Abstract
Cases are reported of two men who sustained bilateral hip injuries while undergoing convulsive therapy and of one woman who sustained bilateral hip injuries during a uraemic convulsion. A further twenty-three previously unreported cases are analysed, sixteen of which were of simultaneous bilateral femoral neck fractures and five of which were simultaneous bilateral central dislocations of the hip. One other patient sustained his injuries in an epileptic fit. A review of the literature has revealed another thirty-five cases of bilateral hip injuries, most of them caused by convulsive therapy, but a few by accident, disease of the femoral neck, or epilepsy.
One case is included of a rare double injury, a femoral neck fracture on one side and a central dislocation on the other.

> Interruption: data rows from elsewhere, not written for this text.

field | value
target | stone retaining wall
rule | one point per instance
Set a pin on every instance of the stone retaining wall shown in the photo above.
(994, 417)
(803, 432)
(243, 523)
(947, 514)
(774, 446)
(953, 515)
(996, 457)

I have found no previous reference to this combined injury.
Double hip injuries are very rare in relation to the large numbers of patients receiving convulsion therapy, but the change from pharmacological to electrical methods has not prevented their occurrence and at least fifteen are known to have occurred during the last six years.
A wide age range is represented, and many fractures of convulsive origin have occurred in fit, well nourished, adult men. Only a few have been found in more elderly and possibly osteoporotic patients.
All the "convulsive " injuries were sustained during unmodified treatment, and mention is made of the differences of opinion among psychiatrists about the use of anaesthesia and of relaxant drugs in convulsion therapy.
These are the most severe injuries complicating convulsion therapy, and the most difficult for the orthopaedic surgeon to treat.